I can provide one data point here, based on having taught Haskell-based courses since 2017. My teaching experience is at non-selective US state institutions, so my students have been diverse in terms of their background, technical expertise, and motivation for pursuing a CS degree.
I’ve always provided students with scaffolding for their assignments, nowadays using GitHub. That scaffolding includes the relevant .cabal
file. We tell students to use cabal repl
to explore their code. None of this has ever caused problems.
In final projects, I have given students the option of using additional libraries, and pointed them to the Cabal documentation. Several (motivated) students have followed this approach, and did not report problems using Cabal.
In olden times, I had to tell students how to install Haskell on their machines. My instructions seem to have switched from the Haskell platform to GHCup in 2022. More recently, I have encouraged students to use Docker, via VS Code, and now to use Codespaces. (Gitpod would work as well, but would have required more manual plumbing and cooperation from our IT folks).

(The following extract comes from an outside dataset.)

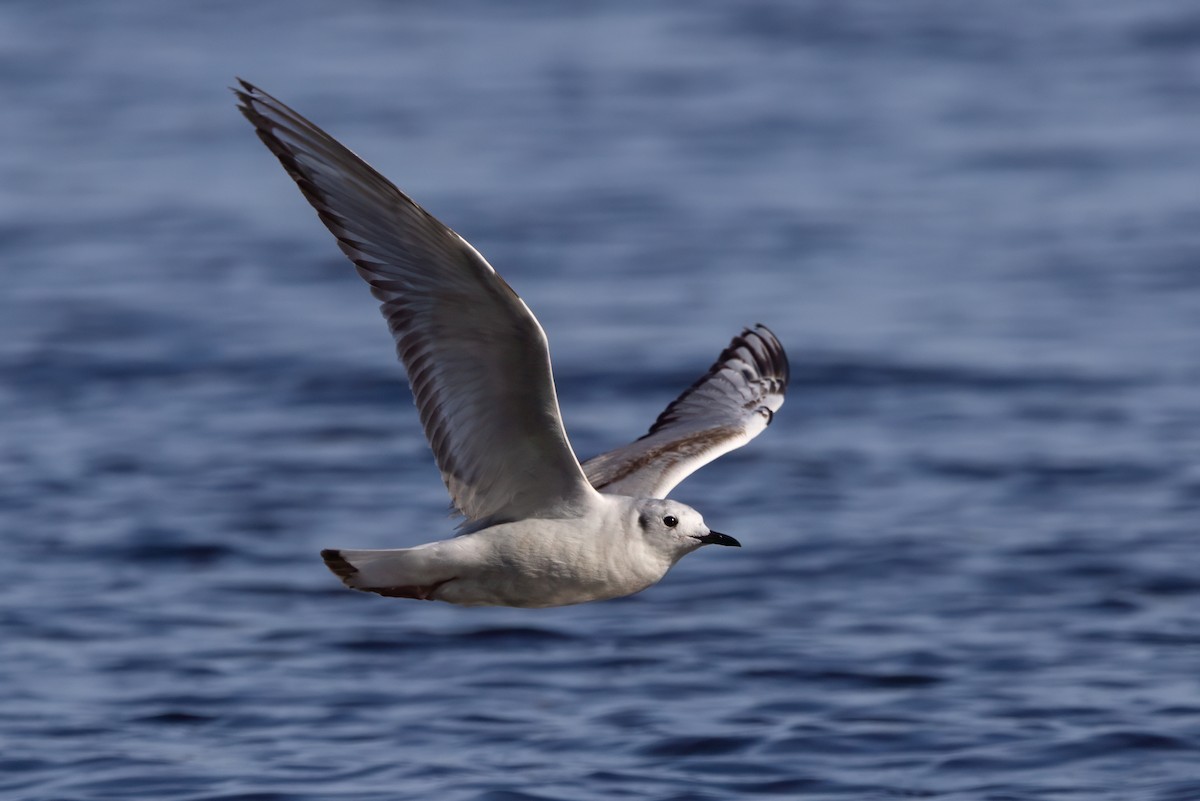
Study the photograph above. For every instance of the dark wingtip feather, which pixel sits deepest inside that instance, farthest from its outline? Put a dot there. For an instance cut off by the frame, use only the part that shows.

The primary issues we had to debug were library conflicts (every so often, someone managed to get GHC and Python to conflict on Windows IIRC) , and a brief bit of nonsense with the first Apple Silicon devices. We did not run into issues with students being unable or unwilling to follow either the Haskell platform or GHCup installation instructions on any operating system.
To summarize: in my teaching, the mechanics of setting up GHC and interacting with Cabal fall primarily on the instructor and course staff. It is easy enough to set up student assignments in such a way that only students independently interested in learning about Haskell and its ecosystem have any need to interact with these tools. Finally, while I may be ahead of the curve in switching to hosted development environments, I suspect this will very shortly be the norm in many educational institutions—the reduction in overhead and increases in accessibility are just too much to be ignored.